When a record has met the minimum number of submissions, the status of the record will change to completed
, and the record will be removed from the Pending
queue of all team members so they can focus on providing responses where they are most needed. The dataset’s annotation task will be fully completed once all records have the completed
status.
Note
The status of a record can be either completed
, when it has the required number of responses with submitted
status, or pending
, when it doesn’t meet this requirement.
Each record can have multiple responses, and each of those can have the status submitted
, discarded
, or draft.
Main Class
Check the Task Distribution - Python Reference to see the attributes, arguments, and methods of the
TaskDistribution
class in detail.
Configure task distribution settings¶
By default, Argilla will set the required minimum submitted responses to 1. This means that whenever a record has at least 1 response with the status submitted
the status of the record will be completed
and removed from the Pending
queue of other team members.
Tip
Leave the default value of minimum submissions (1) if you are working on your own or when you don't require more than one submitted response per record.
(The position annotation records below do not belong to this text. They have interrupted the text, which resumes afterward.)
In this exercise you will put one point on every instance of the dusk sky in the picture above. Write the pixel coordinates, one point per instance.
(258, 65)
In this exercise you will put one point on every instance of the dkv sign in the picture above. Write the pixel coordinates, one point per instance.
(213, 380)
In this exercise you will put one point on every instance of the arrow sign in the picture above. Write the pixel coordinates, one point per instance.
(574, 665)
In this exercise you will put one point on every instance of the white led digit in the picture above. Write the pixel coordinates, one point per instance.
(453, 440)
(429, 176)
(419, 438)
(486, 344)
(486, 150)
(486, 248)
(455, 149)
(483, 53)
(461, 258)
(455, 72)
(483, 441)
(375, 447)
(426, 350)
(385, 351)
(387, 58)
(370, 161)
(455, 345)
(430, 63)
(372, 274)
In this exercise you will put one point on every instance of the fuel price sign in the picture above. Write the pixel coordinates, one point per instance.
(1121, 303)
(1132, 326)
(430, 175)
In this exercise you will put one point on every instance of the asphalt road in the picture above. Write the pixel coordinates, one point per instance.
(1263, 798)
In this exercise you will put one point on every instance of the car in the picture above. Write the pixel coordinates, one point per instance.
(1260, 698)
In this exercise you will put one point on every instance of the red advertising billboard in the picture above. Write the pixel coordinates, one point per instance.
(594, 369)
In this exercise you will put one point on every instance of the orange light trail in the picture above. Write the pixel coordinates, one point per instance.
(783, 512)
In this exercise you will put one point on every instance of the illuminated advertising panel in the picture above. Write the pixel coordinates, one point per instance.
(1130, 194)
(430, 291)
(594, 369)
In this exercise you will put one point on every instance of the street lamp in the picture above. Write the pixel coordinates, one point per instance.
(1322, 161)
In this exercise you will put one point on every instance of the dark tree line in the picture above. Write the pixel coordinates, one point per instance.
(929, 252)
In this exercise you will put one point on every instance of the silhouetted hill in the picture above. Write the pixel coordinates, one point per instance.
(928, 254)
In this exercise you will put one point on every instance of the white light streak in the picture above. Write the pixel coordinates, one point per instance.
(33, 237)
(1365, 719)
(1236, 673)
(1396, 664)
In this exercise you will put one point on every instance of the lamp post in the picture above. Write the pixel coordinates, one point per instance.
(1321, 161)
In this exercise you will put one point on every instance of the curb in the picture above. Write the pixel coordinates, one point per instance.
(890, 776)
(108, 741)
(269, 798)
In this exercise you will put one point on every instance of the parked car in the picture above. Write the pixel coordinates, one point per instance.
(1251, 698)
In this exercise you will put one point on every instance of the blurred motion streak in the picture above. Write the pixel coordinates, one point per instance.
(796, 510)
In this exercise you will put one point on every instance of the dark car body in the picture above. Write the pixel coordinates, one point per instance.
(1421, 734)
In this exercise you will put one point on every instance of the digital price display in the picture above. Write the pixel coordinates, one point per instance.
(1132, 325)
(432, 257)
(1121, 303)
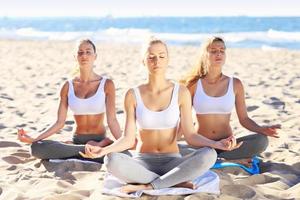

If you wish to set a different number, you can do so through the distribution
setting in your dataset settings:
settings = rg.Settings(
guidelines="These are some guidelines.",
fields=[
rg.TextField(
name="text",
),
],
questions=[
rg.LabelQuestion(
name="label",
labels=["label_1", "label_2", "label_3"]
),
],
distribution=rg.TaskDistribution(min_submitted=3)
)
Learn more about configuring dataset settings in the Dataset management guide.
Tip
Increase the number of minimum subsmissions if you’d like to ensure you get more than one submitted response per record. Make sure that this number is never higher than the number of members in your team. Note that the lower this number is, the faster the task will be completed.
Note
Note that some records may have more responses than expected if multiple team members submit responses on the same record simultaneously.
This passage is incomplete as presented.